Casa di proprietà: tutte le tasse da pagare e le scadenze da ricordare

Avere una casa di proprietà implica pagare tasse in maniera obbligatoria: ecco quali sono ed entro quando vanno pagate per evitare sanzioni.

Tasse da pagare per la casa
Casa di proprietà e tasse, ecco quali sono ed entro quando vanno pagate (Codiciateco.it)

Allo stato attuale delle cose è sempre più difficile avere una casa di proprietà per una serie di cose. Innanzitutto in termini economici è sempre più complicato per un giovane soprattutto acquistare casa. La trafila, infatti, prima di arrivare ad una stabilità contrattuale tale da poter accendere un mutuo è spesso lunga, quasi infinita. Ed in alcuni casi essa non arriva mai. Dopo esserci riusciti, però, non è di certo finito lo stress. Men che meno si esauriscono così le spese da sostenere. Anzi, è esattamente il contrario. In tal senso, infatti, scattano alcune tasse da pagare che mettono la strada, se è possibile, ancora più in salita.

Come è noto, in termini di tassazione l’Italia non è certo un Paese dove la strada è in discesa, per così dire. Sono tante, spesso dolorose e per di più si vanno ad aggiungere su un terreno già molto scivoloso. I costi della vita, infatti, aumentano senza apparente soluzione di continuità ma in questo non sono seguiti, per così dire, da un adeguamento degli stipendi. Che invece risultano essere fermi ormai da tantissimo tempo. Ed in alcuni casi si abbassano addirittura. Andiamo a vedere quali sono le tasse che vanno pagate per una casa e quali sono le relative scadenze previste.

Casa di proprietà e tasse: tutto quello che c’è da sapere

Interno di una casa
Le tasse da pagare per la casa di proprietà e le scadenze importanti (Codiciateco.it)

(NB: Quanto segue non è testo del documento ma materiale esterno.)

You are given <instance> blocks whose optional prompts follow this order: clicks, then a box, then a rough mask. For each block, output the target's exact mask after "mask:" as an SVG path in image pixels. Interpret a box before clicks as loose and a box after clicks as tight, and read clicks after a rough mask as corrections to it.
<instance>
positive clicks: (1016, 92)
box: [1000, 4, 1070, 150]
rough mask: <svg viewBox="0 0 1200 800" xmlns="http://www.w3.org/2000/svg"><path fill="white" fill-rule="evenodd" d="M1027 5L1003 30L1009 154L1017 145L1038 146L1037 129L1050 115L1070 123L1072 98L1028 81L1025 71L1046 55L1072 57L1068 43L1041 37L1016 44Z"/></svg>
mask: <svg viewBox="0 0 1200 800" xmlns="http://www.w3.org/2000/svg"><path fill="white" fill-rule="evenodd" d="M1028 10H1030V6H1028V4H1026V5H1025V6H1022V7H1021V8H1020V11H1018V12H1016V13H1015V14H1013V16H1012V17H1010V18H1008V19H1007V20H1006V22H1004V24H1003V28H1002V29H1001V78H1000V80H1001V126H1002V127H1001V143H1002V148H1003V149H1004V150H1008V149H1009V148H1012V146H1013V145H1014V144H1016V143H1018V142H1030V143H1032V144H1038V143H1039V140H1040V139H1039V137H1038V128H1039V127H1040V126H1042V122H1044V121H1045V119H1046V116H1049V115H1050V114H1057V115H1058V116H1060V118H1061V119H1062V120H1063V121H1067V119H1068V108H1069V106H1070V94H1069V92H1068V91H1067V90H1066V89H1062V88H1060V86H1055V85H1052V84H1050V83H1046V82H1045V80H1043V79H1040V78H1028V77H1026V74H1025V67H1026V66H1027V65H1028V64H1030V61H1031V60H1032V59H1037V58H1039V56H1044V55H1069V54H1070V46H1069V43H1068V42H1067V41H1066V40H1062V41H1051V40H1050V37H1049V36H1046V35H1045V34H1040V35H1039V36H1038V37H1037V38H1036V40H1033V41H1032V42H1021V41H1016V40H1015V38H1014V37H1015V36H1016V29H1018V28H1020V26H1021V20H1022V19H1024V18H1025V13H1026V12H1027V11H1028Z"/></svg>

Dal momento che per molti questo è il momento più adatto per comprare casa, è giusto anche sapere quali sono le spese che si dovranno affrontare nel momento in cui questo processo sarà condotto a termine. Oltre, ovviamente, alle utenze ed alle bollette, ci sono alcune tasse che vanno pagate. La prima, e più famosa, è l’IMU, che nel 2012 ha preso il posto dell’ICI. La sigla sta per Imposta Municipale Unica. Essa si calcola sulla base delle peculiarità dell’immobile in questione. Prendendo in considerazione il valore della casa, si applica l’aliquota prevista rivalutata del 5% e moltiplicata per un determinato coefficiente.

Si tratta di una imposta che riguarda solo le case e non si applica nel momento in cui la casa in questione è la prima (a meno che non rientri nella definizione di casa di lusso). Non spetta ovviamente neanche agli inquilini, vale a dire coloro che abitano la casa in affitto. In genere la scadenza per il pagamento è a metà giugno ed a metà dicembre. Ma non c’è solo l’IMU.

IMU e non solo: altra tassa da pagare per la casa

Un discorso a parte lo merita la tassa per i rifiuti. La cosiddetta TARI. In questo caso si tratta di un pagamento obbligatorio che non diverge se è prima o seconda casa. Si tratta di una imposta comunale che serve a contribuire alla gestione dei rifiuti. In questo caso, invece, le scadenze variano da comune a comune.